Sir David Attenborough recently said that humans have overrun the planet. As a forester my instinct, and along with many others, is to reach for more trees. Before I do, and with 30 years’ experience working with trees, I would like to reflect on what humankind’s dominance has meant for woodlands in the UK.
“Resilient landscapes are more likely to withstand environmental change.”
I started my career in Ayrshire, where Robert Burns, the 18th century poet and farmer lived. Here, upon ruining his fellow mortal’s “housie” with his scythe, Burns famously apologised to a mouse – as “man’s dominion, has broken nature’s social union”. This heartfelt apology is worthy of immortalisation, as it denotes humanity’s self-appointed position as governor of the natural world.

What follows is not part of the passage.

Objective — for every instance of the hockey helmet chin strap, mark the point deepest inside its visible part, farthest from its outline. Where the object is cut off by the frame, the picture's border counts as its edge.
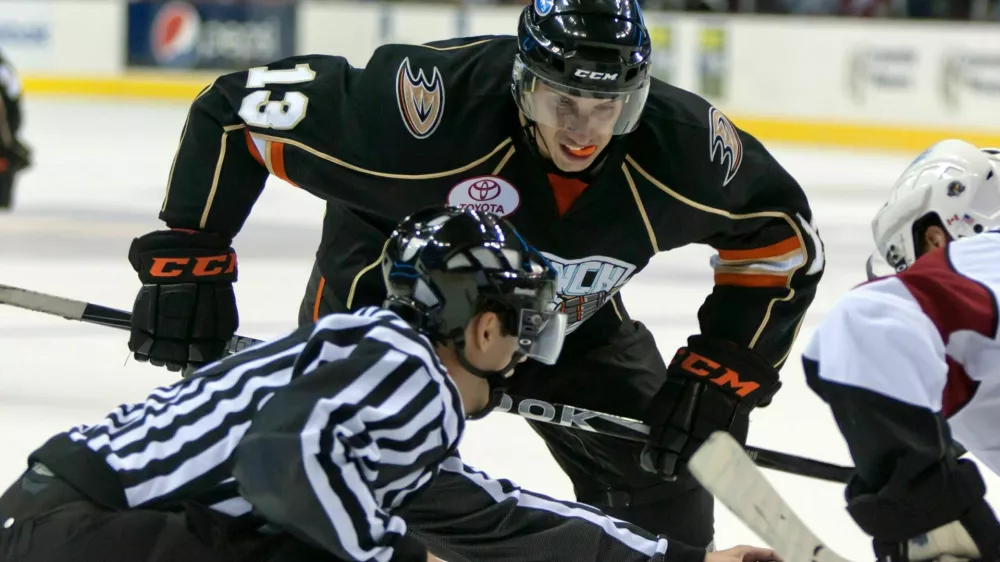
(496, 379)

“A culture is no better than its woods” is often quoted in forestry circles. It’s the concluding sentiment of W H Auden’s mid-20th-century poem “Woods”. Auden’s reflection on “primal woods” being “reduced to patches owned by hunting squires” stands out in his indictment. Both poems emphasise humanity’s grip over the natural world. The latter lamenting our treatment of forests, and in doing so holding a mirror up to society.
“Woods” touches upon ownership and land-use. Whether land is owned privately or publicly it is the area of land that is altered, how it is used and for how long, that contributes to ecosystem fragility or resilience. Resilient landscapes are more likely to withstand environmental change. Biodiversity is key to resilience. And the UK has become one of the most nature-depleted countries in the world.
This leads us to a critical concept – stewardship.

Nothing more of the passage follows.